The idea came from Selene in Italy after WW2 when they needed extra traction for ploughing heavy clay soils. Selene used surplus front axles off the GMC 6x6 CCKW trucks which had been left in Europe by the US Army.

The first tractors converted with the 1945-51 Fordson E27N Majors. The project was very successful, and they went on to convert Ferguson T20 & Ford 9N/2N tractors using Jeep front axles.

The CCKW front axles were made by two different companies and were known as "banjo" and as "split" by GMC & the army. The one side of the axle was shortened to make them the correct width for use on tractors.
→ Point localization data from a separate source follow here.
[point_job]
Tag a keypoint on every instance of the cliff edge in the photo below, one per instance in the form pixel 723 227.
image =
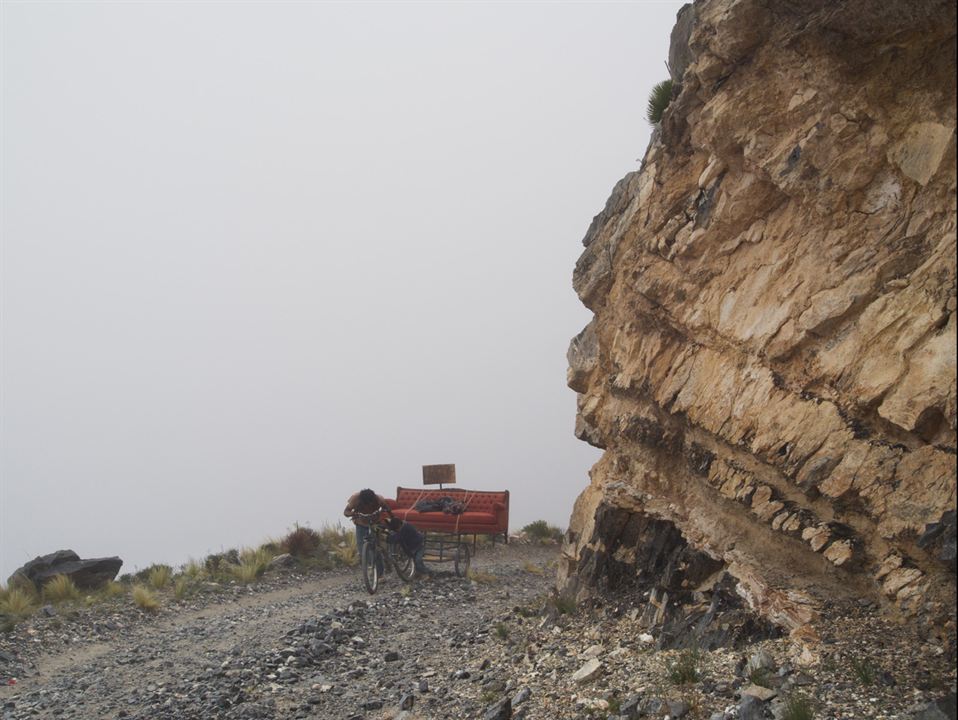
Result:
pixel 771 366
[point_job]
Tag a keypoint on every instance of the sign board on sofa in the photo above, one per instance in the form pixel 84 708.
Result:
pixel 438 474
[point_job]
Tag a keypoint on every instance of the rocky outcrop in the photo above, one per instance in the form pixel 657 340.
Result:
pixel 771 365
pixel 86 574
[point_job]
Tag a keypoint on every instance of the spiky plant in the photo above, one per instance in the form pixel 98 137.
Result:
pixel 60 589
pixel 659 99
pixel 144 598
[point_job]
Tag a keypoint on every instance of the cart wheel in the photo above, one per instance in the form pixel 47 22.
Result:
pixel 370 572
pixel 405 568
pixel 463 559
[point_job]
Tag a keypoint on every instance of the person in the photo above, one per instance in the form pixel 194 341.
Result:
pixel 365 502
pixel 412 543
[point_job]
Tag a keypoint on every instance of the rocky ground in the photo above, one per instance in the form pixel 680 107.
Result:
pixel 317 646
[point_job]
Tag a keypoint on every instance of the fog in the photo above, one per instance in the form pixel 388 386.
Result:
pixel 257 256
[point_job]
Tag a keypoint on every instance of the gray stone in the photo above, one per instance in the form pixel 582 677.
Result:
pixel 941 709
pixel 587 672
pixel 502 710
pixel 85 574
pixel 680 54
pixel 751 708
pixel 521 696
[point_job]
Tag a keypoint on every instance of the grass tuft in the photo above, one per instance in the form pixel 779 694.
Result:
pixel 798 707
pixel 659 99
pixel 144 598
pixel 864 671
pixel 60 589
pixel 301 541
pixel 541 531
pixel 684 670
pixel 346 551
pixel 18 603
pixel 159 576
pixel 483 578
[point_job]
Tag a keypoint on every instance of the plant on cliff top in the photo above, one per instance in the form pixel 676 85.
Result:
pixel 659 99
pixel 684 670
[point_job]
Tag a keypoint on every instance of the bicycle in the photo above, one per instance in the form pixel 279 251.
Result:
pixel 382 547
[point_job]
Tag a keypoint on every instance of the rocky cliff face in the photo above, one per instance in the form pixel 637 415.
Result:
pixel 771 365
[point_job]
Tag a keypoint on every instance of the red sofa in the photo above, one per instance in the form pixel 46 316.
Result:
pixel 487 512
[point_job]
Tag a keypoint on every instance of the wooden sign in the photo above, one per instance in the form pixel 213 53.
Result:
pixel 438 474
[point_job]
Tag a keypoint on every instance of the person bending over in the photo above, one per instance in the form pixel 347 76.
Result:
pixel 412 543
pixel 365 502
The name chosen by Selene for these conversions was MANUAL. They supplied kits for many makes of tractors in Europe. The CCKW axles was used on larger tractors, and the Dodge WC-51 axle for smaller tractors. Selene supplied them all over Europe.

In 1954 the British crawler manufacturer Roadless Traction obtained the licence to sell the Manual 4wd axles & transfer boxes in Britain, Canada and the USA to fit only to Fordson Diesel Major tractors.

Initially kits were bought in from Selene and fitted to tractors - later Roadless were able to manufacture the transfer boxes and to purchase the axles from surplus stocks dirrect, paying Selene a royalty for each tractor converted. This arrangement continued for many years into the Ford 5000 tractors.

Roadless also sold the Fordson Dexta, Super Dexta and Ford 3000 fitted with Selene axles based on the Dodge 51 axle & transfer boxes . ALL these came into Britain as complete kits from Selene.

I'll post some photos of the 1963 Roadless 6/4 tractor fitted with 6 cylinder engine in another thread.